If my mood was foul, Buck’s was even fouler. Pow was on a poo strike and hadn’t produced all week. His grunting and wailing was keeping them both up, and so she was even less inclined to put up with budget overruns, missing returns, and squabbles over who was supposed to be in charge of painting over the anti-Birdie slogans that kept appearing on the wall of the Birdie Ambassador’s house. No one had seen or heard of the Dainty Pirate in over a year, but other pirates, equally ruthless and far less mannered, had taken his place, and their antics up and down the coast were giving her fits.

Without Lieutenant Sabre to protect us, everyone in the office was feeling Buck’s teeth. She sent Private Hargrave to the stockade for spending too much time in the loo; she complained about Sergeant Carheña’s handwriting; she had a huge blowout with the quartermaster about how much money he had spent on flowers for the Infanta’s welcome-home parade. She even banished the dogs, Flynn included, for barking at a courier and waking Pow from his nap. The other clerks and I hunkered down at our desks and hoped to stay away from her bite, and we were not always successful.
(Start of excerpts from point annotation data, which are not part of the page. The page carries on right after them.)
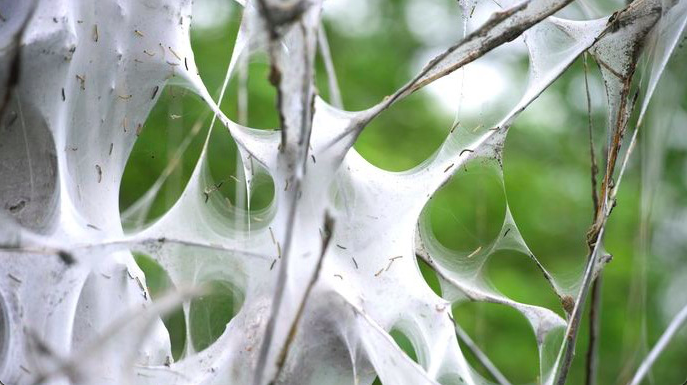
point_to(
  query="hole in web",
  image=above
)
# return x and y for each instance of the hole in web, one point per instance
(549, 164)
(405, 135)
(228, 178)
(517, 276)
(358, 31)
(404, 343)
(210, 313)
(213, 66)
(159, 284)
(430, 276)
(474, 220)
(489, 325)
(169, 129)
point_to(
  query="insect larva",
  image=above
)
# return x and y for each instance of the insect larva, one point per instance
(14, 277)
(82, 79)
(453, 128)
(272, 235)
(477, 250)
(100, 172)
(174, 53)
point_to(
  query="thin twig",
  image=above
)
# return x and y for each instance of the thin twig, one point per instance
(594, 329)
(665, 339)
(281, 360)
(592, 156)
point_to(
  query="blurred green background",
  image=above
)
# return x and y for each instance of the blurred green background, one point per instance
(376, 47)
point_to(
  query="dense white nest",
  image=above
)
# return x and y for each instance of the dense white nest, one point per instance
(331, 268)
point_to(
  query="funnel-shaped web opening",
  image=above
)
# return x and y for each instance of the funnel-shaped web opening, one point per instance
(208, 205)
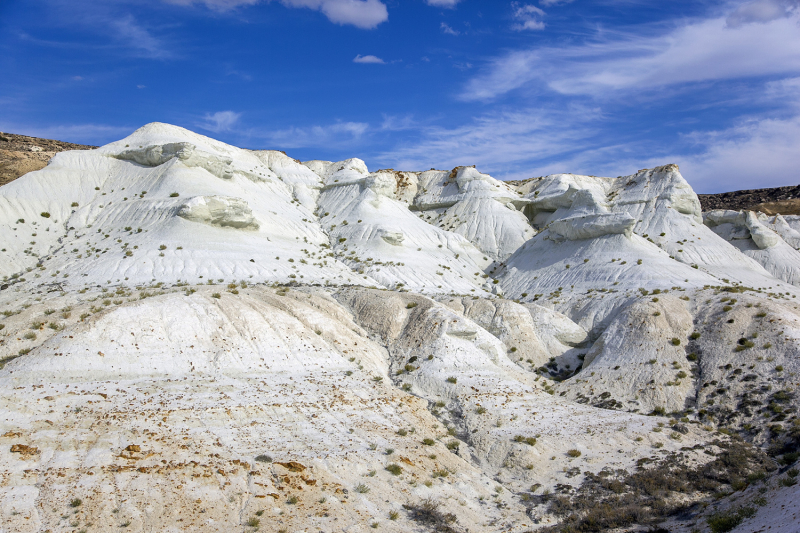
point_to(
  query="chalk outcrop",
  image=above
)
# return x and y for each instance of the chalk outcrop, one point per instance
(200, 337)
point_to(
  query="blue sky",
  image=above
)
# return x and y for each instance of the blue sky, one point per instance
(518, 88)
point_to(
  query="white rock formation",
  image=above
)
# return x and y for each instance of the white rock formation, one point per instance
(197, 337)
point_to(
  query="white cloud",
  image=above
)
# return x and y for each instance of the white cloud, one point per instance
(395, 123)
(507, 143)
(220, 121)
(701, 51)
(448, 30)
(368, 59)
(760, 11)
(443, 3)
(753, 154)
(527, 17)
(365, 14)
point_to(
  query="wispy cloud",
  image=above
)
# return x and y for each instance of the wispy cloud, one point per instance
(448, 30)
(510, 143)
(368, 59)
(339, 134)
(365, 14)
(699, 51)
(220, 121)
(756, 152)
(528, 17)
(442, 3)
(760, 11)
(131, 33)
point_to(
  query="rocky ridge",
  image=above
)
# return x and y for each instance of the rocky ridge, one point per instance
(200, 337)
(20, 154)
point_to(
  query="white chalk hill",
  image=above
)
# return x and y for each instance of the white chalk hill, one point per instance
(200, 337)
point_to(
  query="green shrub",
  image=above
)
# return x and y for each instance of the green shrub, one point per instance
(394, 469)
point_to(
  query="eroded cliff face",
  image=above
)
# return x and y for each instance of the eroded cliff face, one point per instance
(196, 336)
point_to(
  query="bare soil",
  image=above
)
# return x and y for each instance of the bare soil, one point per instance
(20, 154)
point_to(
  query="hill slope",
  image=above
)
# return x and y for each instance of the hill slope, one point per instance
(198, 336)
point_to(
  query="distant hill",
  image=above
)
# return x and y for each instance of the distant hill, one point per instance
(783, 200)
(20, 154)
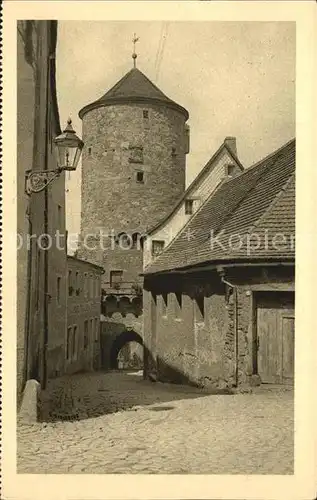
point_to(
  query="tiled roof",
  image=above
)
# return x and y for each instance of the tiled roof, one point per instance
(244, 213)
(133, 87)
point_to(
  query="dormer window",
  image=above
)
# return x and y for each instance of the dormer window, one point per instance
(189, 207)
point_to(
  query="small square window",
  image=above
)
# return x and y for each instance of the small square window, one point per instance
(189, 207)
(140, 176)
(199, 308)
(58, 297)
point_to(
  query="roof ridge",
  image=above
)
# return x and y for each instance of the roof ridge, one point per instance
(187, 223)
(236, 206)
(273, 203)
(122, 79)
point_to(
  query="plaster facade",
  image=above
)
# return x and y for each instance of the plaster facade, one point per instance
(41, 321)
(82, 342)
(215, 172)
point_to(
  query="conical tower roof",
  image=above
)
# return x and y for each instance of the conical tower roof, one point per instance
(133, 87)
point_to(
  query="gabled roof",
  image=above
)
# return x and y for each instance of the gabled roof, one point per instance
(207, 168)
(259, 201)
(133, 87)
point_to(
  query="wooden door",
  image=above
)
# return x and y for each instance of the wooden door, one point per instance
(275, 338)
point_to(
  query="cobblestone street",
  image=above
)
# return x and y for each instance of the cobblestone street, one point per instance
(141, 427)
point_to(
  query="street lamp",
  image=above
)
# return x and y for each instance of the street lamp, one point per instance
(68, 150)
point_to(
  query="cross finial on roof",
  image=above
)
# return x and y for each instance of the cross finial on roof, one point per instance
(134, 55)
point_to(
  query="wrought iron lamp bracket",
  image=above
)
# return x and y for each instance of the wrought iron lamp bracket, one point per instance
(38, 180)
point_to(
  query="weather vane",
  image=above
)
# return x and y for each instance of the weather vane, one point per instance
(134, 55)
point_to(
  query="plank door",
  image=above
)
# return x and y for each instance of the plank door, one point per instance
(275, 337)
(288, 340)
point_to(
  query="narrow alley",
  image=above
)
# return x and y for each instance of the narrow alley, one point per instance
(125, 424)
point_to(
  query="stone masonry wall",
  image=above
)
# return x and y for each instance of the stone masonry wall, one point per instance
(112, 198)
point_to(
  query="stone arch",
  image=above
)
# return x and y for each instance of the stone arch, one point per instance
(122, 339)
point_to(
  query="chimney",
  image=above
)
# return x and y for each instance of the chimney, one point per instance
(231, 144)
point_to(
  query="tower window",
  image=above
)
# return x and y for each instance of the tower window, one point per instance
(189, 207)
(230, 170)
(58, 287)
(178, 304)
(199, 308)
(140, 176)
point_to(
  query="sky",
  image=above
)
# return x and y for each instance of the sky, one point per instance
(234, 78)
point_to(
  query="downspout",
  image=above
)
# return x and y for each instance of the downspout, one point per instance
(235, 322)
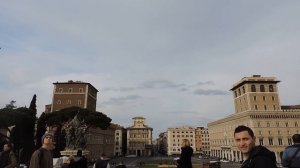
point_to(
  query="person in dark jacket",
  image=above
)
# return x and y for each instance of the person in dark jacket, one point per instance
(42, 157)
(103, 162)
(254, 156)
(291, 154)
(8, 157)
(121, 165)
(185, 160)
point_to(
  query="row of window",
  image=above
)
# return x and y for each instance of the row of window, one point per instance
(183, 136)
(270, 141)
(69, 101)
(277, 124)
(70, 90)
(139, 135)
(183, 132)
(253, 89)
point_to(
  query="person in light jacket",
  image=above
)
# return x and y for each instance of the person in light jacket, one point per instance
(185, 160)
(42, 157)
(8, 157)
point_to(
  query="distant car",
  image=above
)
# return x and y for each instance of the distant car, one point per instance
(224, 161)
(177, 158)
(130, 156)
(213, 161)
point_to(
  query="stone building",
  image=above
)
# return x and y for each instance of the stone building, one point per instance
(139, 138)
(202, 141)
(83, 95)
(257, 105)
(120, 139)
(73, 93)
(162, 143)
(175, 137)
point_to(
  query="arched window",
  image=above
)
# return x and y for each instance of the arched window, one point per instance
(253, 88)
(271, 89)
(262, 88)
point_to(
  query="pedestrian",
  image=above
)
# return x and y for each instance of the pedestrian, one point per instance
(80, 161)
(185, 160)
(291, 154)
(7, 157)
(121, 165)
(254, 156)
(103, 162)
(42, 157)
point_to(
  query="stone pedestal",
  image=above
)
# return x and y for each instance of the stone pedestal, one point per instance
(73, 152)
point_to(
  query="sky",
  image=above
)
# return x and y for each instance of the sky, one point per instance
(170, 61)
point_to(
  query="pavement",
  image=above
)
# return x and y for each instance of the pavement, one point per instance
(134, 162)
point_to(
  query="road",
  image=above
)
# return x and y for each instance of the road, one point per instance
(134, 162)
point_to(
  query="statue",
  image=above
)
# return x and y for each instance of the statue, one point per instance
(75, 134)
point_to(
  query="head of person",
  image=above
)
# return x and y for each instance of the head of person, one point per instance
(296, 138)
(244, 139)
(185, 142)
(47, 139)
(7, 147)
(79, 153)
(103, 156)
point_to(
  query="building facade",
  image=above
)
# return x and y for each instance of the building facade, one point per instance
(202, 141)
(83, 95)
(257, 105)
(175, 137)
(120, 139)
(162, 143)
(139, 138)
(69, 94)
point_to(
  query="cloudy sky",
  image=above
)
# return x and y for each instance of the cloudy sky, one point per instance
(172, 62)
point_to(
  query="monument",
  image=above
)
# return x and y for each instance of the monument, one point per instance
(75, 135)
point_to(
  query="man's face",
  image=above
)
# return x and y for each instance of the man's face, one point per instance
(6, 147)
(244, 141)
(48, 140)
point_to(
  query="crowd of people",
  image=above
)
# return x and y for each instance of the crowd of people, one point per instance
(254, 156)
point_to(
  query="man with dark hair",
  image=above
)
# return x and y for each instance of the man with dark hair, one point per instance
(254, 156)
(42, 158)
(291, 154)
(80, 160)
(8, 157)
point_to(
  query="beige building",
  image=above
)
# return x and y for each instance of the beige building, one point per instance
(257, 105)
(68, 94)
(175, 137)
(101, 141)
(139, 138)
(202, 141)
(162, 143)
(120, 141)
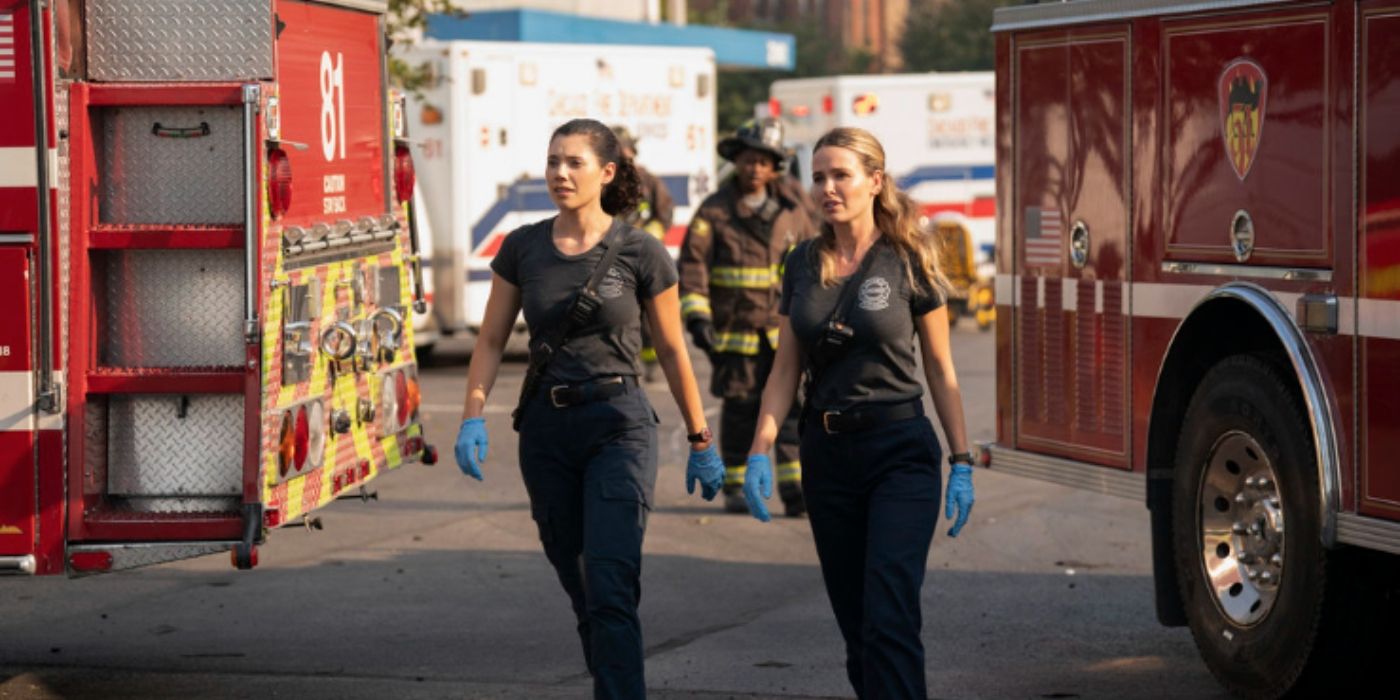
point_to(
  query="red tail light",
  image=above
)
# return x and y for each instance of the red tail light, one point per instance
(279, 182)
(415, 399)
(301, 438)
(402, 172)
(401, 389)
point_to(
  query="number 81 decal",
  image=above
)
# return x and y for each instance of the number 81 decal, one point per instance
(332, 105)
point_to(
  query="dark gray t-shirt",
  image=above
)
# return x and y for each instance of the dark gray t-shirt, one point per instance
(881, 364)
(549, 280)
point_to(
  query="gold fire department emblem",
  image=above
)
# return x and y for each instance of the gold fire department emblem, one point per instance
(1243, 88)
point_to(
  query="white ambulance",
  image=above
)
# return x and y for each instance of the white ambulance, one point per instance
(938, 130)
(483, 123)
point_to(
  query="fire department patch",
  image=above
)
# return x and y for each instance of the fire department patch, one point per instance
(1243, 90)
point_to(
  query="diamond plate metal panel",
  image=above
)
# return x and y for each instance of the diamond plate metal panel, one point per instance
(171, 308)
(179, 39)
(149, 178)
(135, 556)
(175, 448)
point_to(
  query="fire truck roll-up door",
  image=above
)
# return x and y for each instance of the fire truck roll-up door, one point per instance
(1070, 245)
(177, 297)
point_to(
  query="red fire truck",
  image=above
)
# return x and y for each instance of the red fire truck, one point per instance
(1199, 212)
(206, 262)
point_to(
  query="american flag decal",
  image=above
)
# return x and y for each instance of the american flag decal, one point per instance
(6, 48)
(1043, 234)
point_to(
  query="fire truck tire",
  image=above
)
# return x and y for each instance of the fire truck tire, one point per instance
(1253, 590)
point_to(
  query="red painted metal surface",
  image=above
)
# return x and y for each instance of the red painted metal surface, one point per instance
(1173, 196)
(1288, 186)
(1071, 170)
(332, 100)
(17, 205)
(1379, 252)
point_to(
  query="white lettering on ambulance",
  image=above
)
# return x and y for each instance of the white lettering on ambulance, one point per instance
(570, 105)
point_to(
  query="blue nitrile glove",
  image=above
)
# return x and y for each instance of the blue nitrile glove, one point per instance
(758, 485)
(472, 447)
(707, 468)
(959, 494)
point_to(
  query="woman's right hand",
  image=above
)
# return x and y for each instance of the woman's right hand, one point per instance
(472, 447)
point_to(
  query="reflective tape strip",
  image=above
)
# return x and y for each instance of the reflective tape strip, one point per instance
(17, 401)
(739, 343)
(18, 170)
(744, 277)
(695, 304)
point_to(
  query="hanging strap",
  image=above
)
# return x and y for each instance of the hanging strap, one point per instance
(580, 312)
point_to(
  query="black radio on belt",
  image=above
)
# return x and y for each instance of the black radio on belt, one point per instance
(837, 336)
(585, 304)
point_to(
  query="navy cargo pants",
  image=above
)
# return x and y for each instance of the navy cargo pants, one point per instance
(591, 473)
(872, 501)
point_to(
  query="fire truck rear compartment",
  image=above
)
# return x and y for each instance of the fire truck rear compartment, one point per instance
(164, 448)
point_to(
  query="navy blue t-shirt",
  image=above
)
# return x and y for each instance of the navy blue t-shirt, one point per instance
(549, 280)
(881, 363)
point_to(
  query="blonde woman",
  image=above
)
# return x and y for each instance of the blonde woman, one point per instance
(854, 301)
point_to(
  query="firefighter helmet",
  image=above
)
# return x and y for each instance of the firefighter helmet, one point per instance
(765, 135)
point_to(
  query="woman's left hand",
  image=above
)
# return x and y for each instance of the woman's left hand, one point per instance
(959, 497)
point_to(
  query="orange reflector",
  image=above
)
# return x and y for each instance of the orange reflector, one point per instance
(90, 560)
(286, 444)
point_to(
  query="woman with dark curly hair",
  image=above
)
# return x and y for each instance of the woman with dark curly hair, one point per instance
(587, 431)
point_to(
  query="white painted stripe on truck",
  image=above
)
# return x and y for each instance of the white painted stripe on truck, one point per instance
(17, 167)
(17, 401)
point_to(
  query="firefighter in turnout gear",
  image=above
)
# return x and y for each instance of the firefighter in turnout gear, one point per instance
(653, 214)
(731, 266)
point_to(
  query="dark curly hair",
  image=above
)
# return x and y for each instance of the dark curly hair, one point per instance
(623, 192)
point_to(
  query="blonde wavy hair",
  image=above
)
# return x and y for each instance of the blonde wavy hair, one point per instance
(896, 217)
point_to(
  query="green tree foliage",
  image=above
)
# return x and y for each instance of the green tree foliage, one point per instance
(405, 21)
(951, 35)
(741, 90)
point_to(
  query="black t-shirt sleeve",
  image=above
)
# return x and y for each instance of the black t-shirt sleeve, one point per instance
(655, 270)
(924, 297)
(507, 259)
(793, 265)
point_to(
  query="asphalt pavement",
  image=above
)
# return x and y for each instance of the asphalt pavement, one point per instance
(438, 590)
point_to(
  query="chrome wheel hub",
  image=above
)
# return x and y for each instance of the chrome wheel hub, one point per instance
(1241, 528)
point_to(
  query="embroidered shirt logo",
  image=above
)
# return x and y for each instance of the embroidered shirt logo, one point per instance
(875, 294)
(612, 284)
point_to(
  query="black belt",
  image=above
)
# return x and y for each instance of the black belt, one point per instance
(564, 395)
(868, 415)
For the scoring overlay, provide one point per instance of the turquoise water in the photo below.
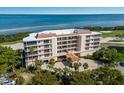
(23, 23)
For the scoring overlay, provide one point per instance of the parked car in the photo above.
(121, 63)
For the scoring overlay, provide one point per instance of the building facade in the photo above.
(54, 43)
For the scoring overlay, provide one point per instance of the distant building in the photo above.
(54, 43)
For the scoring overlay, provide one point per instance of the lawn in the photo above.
(113, 33)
Then, on Friday afternoon, while I was at my desk working on yet another giant pile of paperwork with my forebrain and worrying about the wer-bear with my back brain, Buck called me into her office. Obeying her summons, I found her bent over her settee, changing Pow’s diaper.

“Reporting as requested, sir,” I said. She handed me the soggy diaper and I threw it in the pail.

“Have a seat, Flora, I need to talk to you.”

For a moment I could hardly breathe. All the things that Buck could want to talk to me about ran through my head—the list was long and quite punitive.

Buck sat down in her nursing chair, settling Pow in for a feed. Trying to act innocent and casual, although my insides were quivering, I plunked down on the settee.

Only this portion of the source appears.